The famous FAME mural symbolizes the many firsts of the A.M.E. Church:


(1) The first black church to own a piece of real estate in America. (In 1793 it purchased the land at Sixth and Lombard in Philadelphia, on which it later erected a church, Mother Bethel).

(2) The Church published the world’s oldest black religious weekly, the Christian Recorder, 1841.

(3) The Church was the first black institution to promote finance, and to administer a program of higher learning: Bishop Daniel A. Payne purchased Wilberforce University in 1863. Ten other centers of higher education followed in its wake, as well as the nation’s oldest black hospital.

(4) The Church was the first black institution to go to Africa to help other blacks. Its missionary outreach started over 150 years ago.

(5) The A.M.E. Church was the first to enter the publishing business: The A.M.E. Discipline (1817), and the A.M.E. Hymnal (1818).

(6) The first black chaplain was Rev. H.M. Turner.

(7) The first elected black president of Howard University was Rev. J.A. Gregg, who chose instead to become a bishop. As such he was the first black leader selected by the United States to make inspection trips to war areas.

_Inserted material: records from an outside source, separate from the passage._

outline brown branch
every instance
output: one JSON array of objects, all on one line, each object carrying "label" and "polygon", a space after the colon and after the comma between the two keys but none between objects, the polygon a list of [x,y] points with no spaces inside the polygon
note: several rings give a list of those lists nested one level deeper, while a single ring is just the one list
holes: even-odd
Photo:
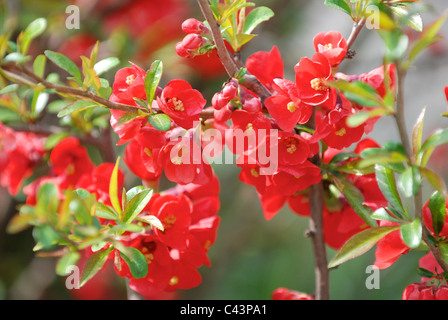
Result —
[{"label": "brown branch", "polygon": [[[402,65],[400,61],[395,61],[395,65],[397,68],[397,102],[396,102],[396,111],[395,111],[395,122],[398,127],[398,131],[400,134],[400,140],[403,144],[403,147],[406,151],[407,157],[414,161],[413,157],[413,151],[412,151],[412,145],[409,140],[409,135],[406,129],[406,120],[405,120],[405,94],[404,94],[404,79],[406,76],[405,70],[403,70]],[[418,193],[414,196],[414,212],[415,212],[415,218],[422,218],[422,210],[423,210],[423,203],[422,203],[422,190],[421,186],[419,187]],[[434,258],[438,262],[438,264],[442,267],[444,271],[448,271],[448,263],[443,259],[443,256],[439,250],[439,248],[434,245],[430,240],[429,237],[431,235],[431,232],[428,230],[426,225],[423,223],[422,225],[422,240],[428,245],[428,248],[432,252]]]},{"label": "brown branch", "polygon": [[[308,122],[311,129],[315,129],[315,112]],[[311,160],[313,164],[320,165],[319,153]],[[310,222],[307,235],[311,238],[315,259],[315,283],[317,300],[330,299],[330,274],[328,270],[327,250],[324,239],[323,211],[324,211],[324,187],[322,181],[314,184],[309,190],[310,197]]]},{"label": "brown branch", "polygon": [[[229,77],[234,77],[235,74],[239,71],[238,66],[235,63],[230,52],[227,50],[226,44],[224,43],[224,39],[221,35],[221,30],[219,28],[218,22],[216,21],[213,12],[209,6],[208,0],[197,0],[199,7],[201,8],[202,14],[210,25],[210,29],[213,36],[213,41],[216,45],[216,51],[218,53],[219,59],[221,60],[224,69],[226,70]],[[271,93],[268,89],[257,79],[257,77],[246,74],[244,76],[244,82],[241,84],[246,89],[256,93],[261,102],[264,102],[268,97],[271,96]]]},{"label": "brown branch", "polygon": [[362,28],[364,28],[365,24],[366,24],[365,17],[363,17],[361,20],[353,24],[352,31],[347,38],[347,54],[344,57],[344,59],[345,58],[351,59],[355,55],[354,51],[352,51],[351,49],[356,39],[358,38],[359,34],[361,33]]}]

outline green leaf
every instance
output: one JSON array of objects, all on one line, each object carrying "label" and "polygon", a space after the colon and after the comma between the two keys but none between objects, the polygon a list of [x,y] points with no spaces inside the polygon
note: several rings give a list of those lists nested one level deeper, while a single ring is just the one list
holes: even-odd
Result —
[{"label": "green leaf", "polygon": [[69,105],[65,106],[61,111],[59,111],[58,118],[68,116],[69,114],[75,111],[85,110],[96,106],[98,105],[95,102],[88,100],[78,100],[73,103],[70,103]]},{"label": "green leaf", "polygon": [[6,232],[10,234],[19,233],[30,227],[34,220],[33,214],[18,213],[9,220]]},{"label": "green leaf", "polygon": [[445,194],[441,194],[436,191],[431,195],[428,202],[428,208],[431,211],[432,226],[434,234],[438,235],[442,231],[445,223],[446,215],[446,197]]},{"label": "green leaf", "polygon": [[403,57],[409,45],[409,37],[406,34],[396,28],[391,30],[379,30],[378,34],[384,41],[386,46],[385,56],[389,61]]},{"label": "green leaf", "polygon": [[416,31],[423,31],[423,19],[420,14],[410,12],[410,9],[405,6],[390,6],[389,8],[403,20],[403,23]]},{"label": "green leaf", "polygon": [[115,163],[115,167],[112,171],[112,176],[110,177],[109,183],[109,197],[110,202],[112,203],[112,207],[118,213],[118,216],[121,217],[122,209],[120,202],[118,200],[118,165],[120,163],[120,157],[118,157],[117,162]]},{"label": "green leaf", "polygon": [[43,250],[49,250],[53,248],[61,239],[59,234],[48,224],[35,227],[33,229],[33,237],[39,244],[38,247],[42,248]]},{"label": "green leaf", "polygon": [[110,208],[109,206],[106,206],[105,204],[101,202],[97,202],[96,208],[95,208],[95,216],[107,220],[117,220],[118,214],[115,212],[114,209]]},{"label": "green leaf", "polygon": [[122,221],[124,223],[132,222],[149,203],[152,194],[153,190],[147,189],[135,195],[124,209]]},{"label": "green leaf", "polygon": [[253,9],[244,21],[243,33],[250,34],[262,22],[271,19],[274,11],[268,7],[258,7]]},{"label": "green leaf", "polygon": [[76,220],[82,225],[92,225],[93,220],[90,215],[89,208],[86,207],[84,202],[79,197],[74,197],[70,201],[69,209],[75,214]]},{"label": "green leaf", "polygon": [[34,59],[33,71],[38,77],[44,77],[46,63],[47,57],[45,57],[43,54],[38,55],[36,59]]},{"label": "green leaf", "polygon": [[419,167],[419,169],[421,174],[428,180],[434,189],[442,194],[446,194],[447,188],[445,181],[437,173],[423,167]]},{"label": "green leaf", "polygon": [[375,220],[400,222],[399,220],[395,219],[394,217],[391,217],[385,208],[379,208],[379,209],[375,210],[370,217]]},{"label": "green leaf", "polygon": [[149,123],[160,131],[168,131],[171,128],[171,118],[164,113],[149,116]]},{"label": "green leaf", "polygon": [[349,180],[342,178],[333,178],[336,187],[347,199],[353,210],[371,227],[376,227],[377,222],[372,219],[372,210],[363,204],[364,196],[359,189]]},{"label": "green leaf", "polygon": [[17,83],[7,85],[6,87],[4,87],[0,90],[0,96],[4,95],[4,94],[16,92],[18,89],[19,89],[19,85]]},{"label": "green leaf", "polygon": [[82,82],[82,75],[81,71],[79,71],[76,64],[70,60],[67,56],[63,55],[59,52],[53,52],[50,50],[45,50],[45,55],[48,59],[50,59],[54,64],[56,64],[59,68],[67,71],[69,74],[71,74],[75,79],[81,83]]},{"label": "green leaf", "polygon": [[448,143],[448,128],[438,129],[423,143],[420,152]]},{"label": "green leaf", "polygon": [[29,56],[24,56],[19,52],[12,52],[3,59],[3,62],[16,62],[18,64],[25,64],[25,62],[30,59],[31,58]]},{"label": "green leaf", "polygon": [[425,119],[425,112],[426,108],[423,108],[412,129],[412,149],[414,154],[419,153],[422,147],[423,120]]},{"label": "green leaf", "polygon": [[383,237],[399,228],[400,226],[376,227],[355,234],[344,244],[341,250],[339,250],[336,256],[330,261],[328,267],[337,267],[344,262],[363,255]]},{"label": "green leaf", "polygon": [[78,252],[69,252],[62,256],[56,264],[56,274],[59,276],[69,275],[69,267],[76,265],[80,258],[81,255]]},{"label": "green leaf", "polygon": [[87,281],[89,281],[95,274],[98,273],[98,271],[100,271],[103,268],[112,250],[113,247],[110,246],[109,248],[95,252],[90,256],[82,271],[81,280],[79,283],[80,287],[85,285]]},{"label": "green leaf", "polygon": [[126,262],[131,271],[132,277],[140,279],[148,274],[148,262],[145,256],[138,249],[132,247],[118,247],[120,256]]},{"label": "green leaf", "polygon": [[422,241],[422,223],[420,218],[416,218],[411,223],[401,226],[401,237],[406,245],[411,249],[416,249]]},{"label": "green leaf", "polygon": [[156,60],[151,64],[151,68],[146,73],[145,77],[145,91],[146,99],[148,100],[148,105],[152,105],[154,100],[154,95],[159,85],[160,79],[163,73],[163,63],[160,60]]},{"label": "green leaf", "polygon": [[156,216],[153,216],[153,215],[142,216],[142,217],[138,217],[138,220],[142,221],[142,222],[145,222],[145,223],[148,223],[151,226],[159,229],[160,231],[164,231],[165,230],[165,227],[163,226],[163,223]]},{"label": "green leaf", "polygon": [[421,176],[417,167],[409,166],[400,176],[399,187],[405,197],[415,196],[420,190]]},{"label": "green leaf", "polygon": [[325,5],[330,8],[339,9],[345,13],[347,13],[349,16],[352,15],[352,8],[347,3],[347,1],[344,0],[325,0]]},{"label": "green leaf", "polygon": [[59,189],[51,183],[46,182],[37,191],[36,216],[50,219],[56,218],[59,207]]},{"label": "green leaf", "polygon": [[363,81],[348,82],[345,80],[337,80],[330,81],[327,84],[330,87],[341,90],[348,100],[361,106],[378,107],[385,105],[376,89]]},{"label": "green leaf", "polygon": [[47,20],[45,18],[38,18],[26,27],[21,42],[21,52],[23,54],[28,52],[31,41],[44,33],[46,28]]},{"label": "green leaf", "polygon": [[58,132],[48,136],[44,144],[45,150],[53,149],[59,142],[61,142],[64,138],[67,138],[68,136],[70,136],[69,132]]},{"label": "green leaf", "polygon": [[378,187],[389,204],[400,213],[406,214],[398,194],[394,172],[384,166],[375,166],[375,175]]},{"label": "green leaf", "polygon": [[95,70],[96,74],[100,76],[103,73],[115,68],[119,64],[120,60],[117,57],[109,57],[95,63],[93,70]]},{"label": "green leaf", "polygon": [[406,64],[409,66],[415,60],[415,58],[426,48],[428,48],[431,44],[439,40],[437,36],[438,32],[442,28],[445,20],[448,18],[448,11],[433,22],[430,26],[428,26],[422,33],[420,39],[415,43],[412,47],[411,52],[409,53],[409,58]]},{"label": "green leaf", "polygon": [[417,273],[421,277],[430,278],[430,279],[436,276],[434,273],[432,273],[431,271],[429,271],[425,268],[418,268]]}]

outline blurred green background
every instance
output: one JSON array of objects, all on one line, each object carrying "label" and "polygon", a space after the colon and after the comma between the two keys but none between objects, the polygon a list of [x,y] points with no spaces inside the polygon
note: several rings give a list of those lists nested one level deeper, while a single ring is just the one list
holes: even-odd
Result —
[{"label": "blurred green background", "polygon": [[[168,22],[165,22],[168,23],[165,27],[174,27],[173,30],[177,31],[162,39],[154,39],[149,31],[146,33],[137,32],[139,30],[132,31],[139,26],[139,23],[145,25],[147,22],[150,31],[161,32],[160,26],[151,21],[156,19],[154,17],[157,17],[158,12],[151,12],[142,18],[143,22],[137,23],[130,18],[123,18],[123,15],[126,17],[126,12],[119,6],[111,4],[115,2],[126,7],[132,1],[0,0],[0,19],[3,20],[0,26],[6,23],[17,31],[37,17],[46,17],[49,28],[40,42],[33,43],[32,50],[36,54],[44,49],[59,50],[68,39],[73,39],[76,35],[90,35],[101,40],[100,58],[115,55],[122,61],[121,67],[128,66],[127,61],[133,61],[144,69],[155,59],[163,60],[165,83],[174,78],[188,80],[194,88],[201,90],[210,102],[212,95],[219,91],[222,83],[226,81],[223,73],[213,72],[214,76],[211,76],[207,72],[215,67],[219,69],[219,64],[201,68],[201,62],[191,65],[174,52],[174,44],[183,37],[180,30],[181,23],[188,17],[202,19],[195,1],[166,1],[174,4],[176,13],[164,13],[170,17]],[[148,2],[154,2],[156,8],[160,1],[148,0]],[[257,29],[259,37],[246,46],[242,52],[243,58],[257,50],[270,50],[273,45],[277,45],[284,59],[285,76],[289,79],[293,79],[291,76],[293,66],[299,59],[313,54],[312,38],[317,32],[338,30],[343,35],[348,35],[351,30],[350,19],[342,12],[325,7],[323,0],[254,2],[270,7],[275,16]],[[67,30],[64,27],[67,17],[65,9],[72,3],[81,8],[79,30]],[[445,0],[427,1],[427,3],[433,5],[439,12],[447,7]],[[429,11],[424,17],[431,21],[436,17],[436,11]],[[124,19],[124,26],[114,29],[111,25],[116,26],[117,19]],[[134,23],[136,25],[133,25]],[[151,27],[154,29],[150,29]],[[446,28],[443,29],[445,34],[446,31]],[[76,45],[77,49],[82,49],[83,46],[84,44]],[[340,71],[368,72],[382,64],[382,47],[379,37],[374,32],[363,31],[355,44],[355,49],[358,51],[358,56],[354,60],[344,62]],[[87,55],[87,52],[84,54]],[[448,85],[447,66],[446,42],[442,42],[438,50],[429,52],[419,59],[416,70],[410,72],[408,85],[418,90],[409,90],[410,103],[407,112],[409,128],[424,105],[429,105],[432,109],[428,111],[435,115],[427,120],[426,133],[437,126],[445,125],[438,115],[446,110],[443,87]],[[108,74],[108,77],[112,83],[113,72]],[[425,95],[423,96],[421,92]],[[54,119],[46,120],[49,123],[54,121]],[[388,119],[379,121],[371,136],[380,143],[398,137]],[[117,150],[120,153],[123,148]],[[94,158],[98,156],[95,150],[91,152]],[[432,166],[445,177],[447,154],[447,150],[441,149],[432,163]],[[221,183],[219,213],[221,224],[217,241],[209,252],[212,266],[200,269],[203,281],[199,287],[180,291],[176,298],[270,299],[272,292],[278,287],[312,293],[314,261],[311,242],[304,236],[308,228],[308,219],[297,216],[285,207],[272,220],[266,221],[255,189],[239,181],[239,168],[231,164],[214,165],[214,168]],[[129,174],[126,182],[128,185],[138,183],[132,174]],[[104,272],[100,276],[101,279],[97,279],[97,286],[92,289],[90,295],[85,292],[87,290],[82,294],[68,291],[65,288],[65,279],[57,277],[54,273],[55,260],[34,257],[31,230],[17,235],[6,234],[6,225],[16,212],[16,205],[21,201],[23,196],[11,198],[5,189],[0,189],[0,299],[126,298],[124,279],[117,277],[113,272]],[[334,254],[334,250],[328,250],[329,259]],[[365,281],[370,274],[366,273],[366,268],[375,260],[372,249],[364,256],[331,271],[331,298],[401,299],[404,288],[412,282],[419,281],[415,271],[418,259],[422,255],[423,253],[413,252],[402,256],[392,267],[380,272],[380,289],[368,290]],[[104,290],[100,289],[101,286]]]}]

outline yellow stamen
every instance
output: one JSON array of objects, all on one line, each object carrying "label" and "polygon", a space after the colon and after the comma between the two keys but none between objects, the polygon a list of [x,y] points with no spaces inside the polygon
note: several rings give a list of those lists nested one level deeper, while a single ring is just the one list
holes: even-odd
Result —
[{"label": "yellow stamen", "polygon": [[311,88],[316,91],[325,91],[328,87],[325,85],[325,79],[322,78],[314,78],[311,80]]},{"label": "yellow stamen", "polygon": [[345,128],[342,128],[341,130],[335,132],[335,134],[340,137],[344,136],[346,133],[347,131],[345,130]]},{"label": "yellow stamen", "polygon": [[294,112],[297,110],[296,105],[294,104],[294,102],[289,102],[288,105],[286,106],[286,108],[290,111],[290,112]]},{"label": "yellow stamen", "polygon": [[128,86],[130,86],[135,80],[135,75],[134,74],[130,74],[126,77],[126,84]]}]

(8) Bishop P.R. Wright Jr. published and edited the largest book ever compiled exclusively by black people.

(9) William T. Vernon served as Registrar of the U.S. Treasury under the administration of President Theodore Roosevelt. He signed certain paper currency, of the nation. He later became a bishop in the A.M.E. Church.

(10) William H. Heard was the Minister to Liberia, and a member of the South Carolina legislature from 1880-1882. He later became a bishop.

(11) Bishop S.L. Greene was the first to sign the documents bringing into being the National Council of Churches, the most important movement in protestant cooperation the world had ever known, November 28, 1950, Cleveland, Ohio.

(12) R. H. Cain, Senator from South Carolina, 1877-79, was a preacher in the A.M.E. Church; President of Paul Quinn College, Waco, Texas; elected a bishop from South Carolina.

(13) Frederick Douglass, the great abolitionist, attended Metropolitan A.M.E. Church in Washington, D.C. He gave the two candlesticks that now stand on the pulpit of the great church.

(14) The first black United States senator was an A.M.E. minister, Rev. Hiram Revels of Mississippi.